A variant of the existing `disk` workload that runs fio against a data disk while a sidecar script periodically triggers CSI VolumeSnapshots, validating I/O consistency and data integrity during snapshot operations. Produces the same sustained mixed I/O signals as the `disk` workload (IOPS, throughput, latency) plus snapshot-specific signals: snapshot creation latency, snapshot size, and — critically — whether the snapshot captures a crash-consistent or application-consistent state while I/O is actively in flight.

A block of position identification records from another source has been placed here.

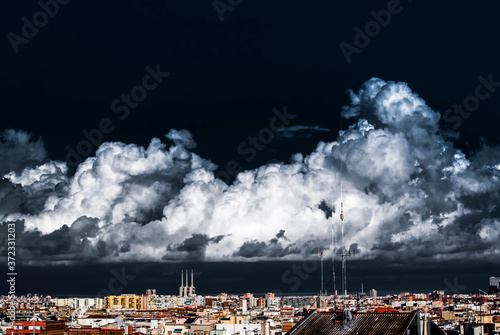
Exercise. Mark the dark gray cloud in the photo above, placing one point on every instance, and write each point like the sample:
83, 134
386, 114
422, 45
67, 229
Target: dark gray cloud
408, 195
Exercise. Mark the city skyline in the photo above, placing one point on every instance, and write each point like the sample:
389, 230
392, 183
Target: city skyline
168, 136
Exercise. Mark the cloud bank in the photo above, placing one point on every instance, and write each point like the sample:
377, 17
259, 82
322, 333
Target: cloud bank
408, 193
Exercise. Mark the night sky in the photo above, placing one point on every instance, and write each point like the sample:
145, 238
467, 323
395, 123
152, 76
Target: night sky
159, 135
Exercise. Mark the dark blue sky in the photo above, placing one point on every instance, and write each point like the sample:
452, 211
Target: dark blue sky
225, 78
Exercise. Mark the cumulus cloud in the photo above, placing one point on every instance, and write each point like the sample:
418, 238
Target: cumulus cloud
408, 194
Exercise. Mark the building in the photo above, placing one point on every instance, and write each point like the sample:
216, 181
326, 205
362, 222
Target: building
26, 328
187, 290
494, 284
318, 323
126, 301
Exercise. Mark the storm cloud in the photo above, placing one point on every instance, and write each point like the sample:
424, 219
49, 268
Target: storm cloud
408, 194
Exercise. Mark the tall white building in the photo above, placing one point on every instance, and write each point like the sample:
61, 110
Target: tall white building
187, 290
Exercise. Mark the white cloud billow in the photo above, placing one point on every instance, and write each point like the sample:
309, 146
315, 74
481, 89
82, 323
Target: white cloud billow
408, 194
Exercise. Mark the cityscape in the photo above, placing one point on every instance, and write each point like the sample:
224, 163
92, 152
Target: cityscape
224, 314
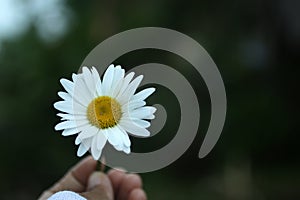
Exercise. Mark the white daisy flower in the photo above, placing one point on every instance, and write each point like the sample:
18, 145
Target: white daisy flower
100, 111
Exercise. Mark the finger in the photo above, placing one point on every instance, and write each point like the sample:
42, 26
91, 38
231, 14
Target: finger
99, 187
137, 194
116, 177
129, 183
75, 180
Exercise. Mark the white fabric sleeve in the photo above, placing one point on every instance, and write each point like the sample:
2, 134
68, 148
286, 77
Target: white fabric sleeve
66, 195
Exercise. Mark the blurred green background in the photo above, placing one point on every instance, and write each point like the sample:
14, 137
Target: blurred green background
254, 43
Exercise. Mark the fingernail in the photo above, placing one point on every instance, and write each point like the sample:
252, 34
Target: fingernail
97, 178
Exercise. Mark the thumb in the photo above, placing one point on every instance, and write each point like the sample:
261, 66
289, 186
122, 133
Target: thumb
98, 187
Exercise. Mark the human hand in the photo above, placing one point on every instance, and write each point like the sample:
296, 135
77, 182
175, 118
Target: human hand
93, 185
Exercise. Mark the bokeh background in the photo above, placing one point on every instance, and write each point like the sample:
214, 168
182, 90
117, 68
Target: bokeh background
254, 43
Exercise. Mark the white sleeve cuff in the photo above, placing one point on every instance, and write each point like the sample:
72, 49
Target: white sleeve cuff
66, 195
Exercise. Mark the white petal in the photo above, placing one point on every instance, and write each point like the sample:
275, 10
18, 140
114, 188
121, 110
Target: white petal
96, 153
70, 131
65, 96
77, 140
74, 77
71, 117
130, 127
114, 136
69, 107
131, 105
125, 137
68, 85
82, 149
87, 132
142, 95
107, 79
119, 147
141, 123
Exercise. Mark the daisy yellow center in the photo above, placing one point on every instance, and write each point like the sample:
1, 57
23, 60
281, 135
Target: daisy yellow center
104, 112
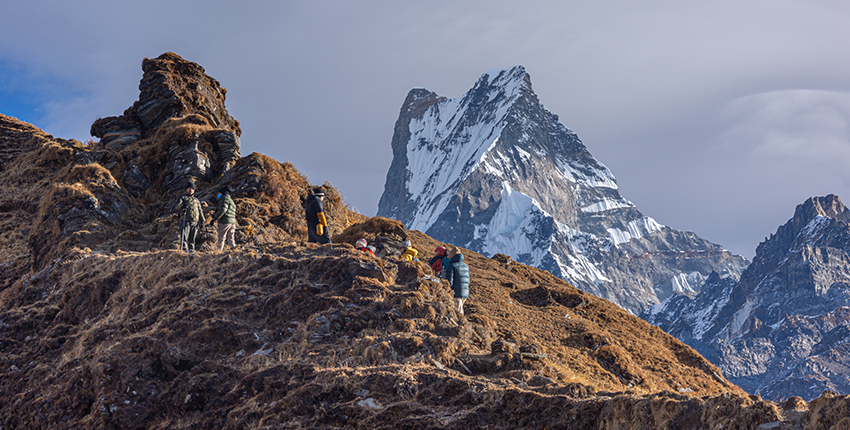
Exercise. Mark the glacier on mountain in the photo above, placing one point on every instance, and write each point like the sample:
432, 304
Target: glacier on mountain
496, 172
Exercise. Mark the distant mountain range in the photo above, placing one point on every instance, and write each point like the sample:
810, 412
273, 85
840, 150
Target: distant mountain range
784, 328
496, 172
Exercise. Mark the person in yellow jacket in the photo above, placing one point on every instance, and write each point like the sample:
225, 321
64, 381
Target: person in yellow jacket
317, 224
410, 252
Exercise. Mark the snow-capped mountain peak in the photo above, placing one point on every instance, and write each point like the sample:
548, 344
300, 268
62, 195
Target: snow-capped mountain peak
496, 172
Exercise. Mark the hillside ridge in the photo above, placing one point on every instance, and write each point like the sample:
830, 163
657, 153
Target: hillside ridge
105, 324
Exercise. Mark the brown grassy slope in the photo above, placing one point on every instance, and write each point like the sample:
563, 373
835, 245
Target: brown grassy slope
103, 325
30, 160
307, 337
590, 340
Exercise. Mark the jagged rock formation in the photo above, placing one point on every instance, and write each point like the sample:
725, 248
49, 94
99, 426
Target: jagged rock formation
784, 328
175, 88
497, 172
102, 325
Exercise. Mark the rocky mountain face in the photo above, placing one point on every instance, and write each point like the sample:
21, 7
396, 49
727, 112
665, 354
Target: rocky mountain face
497, 172
784, 328
104, 324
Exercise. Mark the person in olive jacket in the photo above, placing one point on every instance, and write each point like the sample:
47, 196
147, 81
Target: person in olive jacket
191, 218
457, 272
225, 215
317, 224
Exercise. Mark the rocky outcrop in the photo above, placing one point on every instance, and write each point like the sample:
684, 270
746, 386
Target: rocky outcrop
117, 194
784, 328
497, 172
175, 89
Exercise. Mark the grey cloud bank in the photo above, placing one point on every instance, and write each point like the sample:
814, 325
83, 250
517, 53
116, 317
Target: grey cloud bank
715, 118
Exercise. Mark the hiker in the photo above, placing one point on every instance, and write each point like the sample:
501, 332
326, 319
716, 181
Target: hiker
436, 262
317, 224
362, 245
191, 218
410, 252
457, 272
225, 215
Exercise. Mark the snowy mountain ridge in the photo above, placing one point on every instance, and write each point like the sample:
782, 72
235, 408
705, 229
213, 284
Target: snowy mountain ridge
783, 329
496, 172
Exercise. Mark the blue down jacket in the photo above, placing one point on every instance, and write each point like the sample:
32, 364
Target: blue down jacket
457, 272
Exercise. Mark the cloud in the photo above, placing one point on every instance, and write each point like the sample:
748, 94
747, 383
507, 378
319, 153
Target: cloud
798, 126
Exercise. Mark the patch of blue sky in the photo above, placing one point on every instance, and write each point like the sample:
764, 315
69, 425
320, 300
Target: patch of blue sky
24, 91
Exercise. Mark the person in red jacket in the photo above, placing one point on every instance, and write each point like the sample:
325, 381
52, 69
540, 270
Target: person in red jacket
362, 245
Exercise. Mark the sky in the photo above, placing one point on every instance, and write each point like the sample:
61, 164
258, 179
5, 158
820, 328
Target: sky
715, 117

This is the scenario every storage partner dreads and every storage partner must prove works: "What happens when you snapshot a disk that is actively being written to?" The existing `disk` workload generates fio I/O, and a partner can manually trigger snapshots during a run, but there's no automated, reproducible way to validate snapshot-under-load behavior. This workload makes that test continuous and auditable.

The sidecar script runs inside the VM (not as a Kubernetes controller) and uses `kubectl` or `virtctl` to create VolumeSnapshot CRs against the VM's data disk PVC at configurable intervals. After each snapshot, it optionally verifies the snapshot by restoring it to a temporary PVC and running a filesystem check.

### Tooling and Packages

**I/O workload (identical to existing `disk` workload):**
- Tool: `fio` with mixed random/sequential profiles
- RPM packages: `fio`
- systemd service: `virtwork-disk.service` (reused from existing `disk` workload)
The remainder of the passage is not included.